Dominicain. Ordre des prêcheurs


  1.  MOUNIER, Frédéric. Le printemps du Vatican. Vu de Rome. Bayard, 2014. p. 277

3 Réponses

  1. Bonne homélie,
    Je vais utiliser des éléments pour l’homélie dans mes paroisses en fin de semaine.
    Hervé Sauvé,
    Kapuskasing, ON

  2. Encore, une belle homélie. Harmonieuse et efficace. Une conclusion qui découvre le sens de tout le passage. Comme à l’habitude.
    Tout personnellement, l’interprétation de la réaction de Jésus face à la femme pour la provoquer et la pousser « à professer une foi que les apôtres n’auraient jamais soupçonné chez une païenne », ne me convainc pas. C’est subjectif. Je le comprends.
    Avec le centurion romain, Jésus n’a pas eu à user d’une pédagogie provocatrice. Pourquoi avec la femme cananéenne, en a-t-il besoin? Parce qu’elle cumule le double handicap d’être femme en plus de païenne? Mais alors, la Samaritaine?
    Les mots de Jésus sont durs, voire cinglants.
    On peut imaginer que Jésus fait une concession à l’ostracisme ambiant à l’égard des non-juifs qui ne devait pas être étranger aux disciples pour les amener à penser différemment, à voir effectivement en elle, non la non-juive, mais une mère, un être plein d’amour pour son enfant que le courage du désespoir pousse vers le maître.
    Il n’en reste pas moins que l’attitude de Jésus ici interroge.
    N’est-ce pas plutôt la femme et sa réaction, son amour pour sa fille et son humilité, qui poussent Jésus à changer de regard et à élargir son champ d’action?
    Je n’ai pas de réponse, juste des questions et aucune assurance.

    • Bonjour Marie. Merci de vos commentaires. Nous avons deux une lecture différentes de cette page d’évangile. Et c’est bien normal puisque l’évangile n’est pas fait pour être mis dans un moule malgré les savantes interprétations des exégètes.

      Quant à moi, et depuis longtemps, je n’ai jamais été convaincu par cette interprétation où Jésus serait enfermé dans une certaine forme d’ethnocentrisme juif le fermant à toute ouverture au monde païen.Bien sûr, l’évangéliste Matthieu a sans doute comme première préoccupation, en rapportant le récit, d’annoncer l’ouverture de la grâce en Jésus-Christ à toutes les nations. Mais que Jésus tombe des nues devant cette réalité, là je ne suis plus.

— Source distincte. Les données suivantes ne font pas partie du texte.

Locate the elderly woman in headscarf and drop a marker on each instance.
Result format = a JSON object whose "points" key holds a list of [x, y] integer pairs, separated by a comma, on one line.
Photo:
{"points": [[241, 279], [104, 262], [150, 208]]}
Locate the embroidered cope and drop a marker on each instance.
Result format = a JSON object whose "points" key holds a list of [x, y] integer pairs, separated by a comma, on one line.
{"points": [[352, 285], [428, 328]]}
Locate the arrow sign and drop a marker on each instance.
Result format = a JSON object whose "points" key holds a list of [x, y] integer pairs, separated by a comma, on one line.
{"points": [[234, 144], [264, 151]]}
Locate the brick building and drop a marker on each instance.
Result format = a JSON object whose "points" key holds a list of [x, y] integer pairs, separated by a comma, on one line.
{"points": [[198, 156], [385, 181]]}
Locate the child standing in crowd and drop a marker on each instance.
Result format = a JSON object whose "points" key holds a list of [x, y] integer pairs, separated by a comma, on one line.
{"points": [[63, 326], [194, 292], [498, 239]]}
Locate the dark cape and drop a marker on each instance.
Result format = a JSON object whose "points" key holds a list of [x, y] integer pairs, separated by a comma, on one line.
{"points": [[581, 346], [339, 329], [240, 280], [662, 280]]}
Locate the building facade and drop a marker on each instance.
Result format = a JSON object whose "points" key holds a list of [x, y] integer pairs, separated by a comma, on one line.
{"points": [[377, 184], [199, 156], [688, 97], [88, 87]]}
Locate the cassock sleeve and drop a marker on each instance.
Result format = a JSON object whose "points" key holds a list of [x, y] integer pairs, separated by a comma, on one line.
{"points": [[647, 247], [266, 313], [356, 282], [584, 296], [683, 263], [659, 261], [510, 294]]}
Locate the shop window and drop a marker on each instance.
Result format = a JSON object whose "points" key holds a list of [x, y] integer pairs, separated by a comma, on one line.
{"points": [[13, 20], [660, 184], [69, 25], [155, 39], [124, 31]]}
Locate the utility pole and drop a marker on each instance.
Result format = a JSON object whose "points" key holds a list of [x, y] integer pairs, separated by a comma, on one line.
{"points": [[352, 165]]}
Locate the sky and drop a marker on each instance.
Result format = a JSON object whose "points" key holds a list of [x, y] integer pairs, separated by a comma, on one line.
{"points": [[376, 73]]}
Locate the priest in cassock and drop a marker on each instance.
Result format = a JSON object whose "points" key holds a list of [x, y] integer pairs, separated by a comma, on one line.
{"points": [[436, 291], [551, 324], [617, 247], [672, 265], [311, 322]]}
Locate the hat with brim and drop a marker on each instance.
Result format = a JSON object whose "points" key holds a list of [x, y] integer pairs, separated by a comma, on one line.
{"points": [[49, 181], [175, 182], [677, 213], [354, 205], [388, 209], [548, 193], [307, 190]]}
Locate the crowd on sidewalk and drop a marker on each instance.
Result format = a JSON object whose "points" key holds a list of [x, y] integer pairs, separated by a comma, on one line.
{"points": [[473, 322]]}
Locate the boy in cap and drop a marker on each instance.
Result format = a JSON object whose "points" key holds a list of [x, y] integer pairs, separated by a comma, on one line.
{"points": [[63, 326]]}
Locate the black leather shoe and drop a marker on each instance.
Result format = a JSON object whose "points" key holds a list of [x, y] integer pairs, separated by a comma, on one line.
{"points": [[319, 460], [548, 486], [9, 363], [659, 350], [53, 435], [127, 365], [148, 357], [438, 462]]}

      Par ailleurs, les évangélistes ont chacun leur approche et on ne peut mettre sur le même pied tous les récits de rencontres. Mais comme avec la Samaritaine chez saint Jean, Jésus amène la Cananéenne plus loin dans l’expression de sa foi et sa reconnaissance de qui est Jésus. C’est le même procédé que je vois à l’oeuvre chez les deux femmes malgré les différences, et je dois dire que j’ai toujours vu un côté plutôt humoristique dans cette rencontre avec la Cananéenne sous mode de jeu d’échec où Jésus avancerait progressivement ses pièces pour en arriver à la conclusion finale.

      Bien sur, avec l’histoire de la Cananéenne je privilégie une lecture toute personnelle, et où je me dis que ce Jésus qui savait si bien lire dans les coeurs faisait davantage oeuvre de pédagogue pour ses disciples que l’inverse, et où la Cananéenne aurait fait oeuvre de pédagogue pour Jésus. Qu’en dites-vous ? En vous souhaitant un bon dimanche Marie.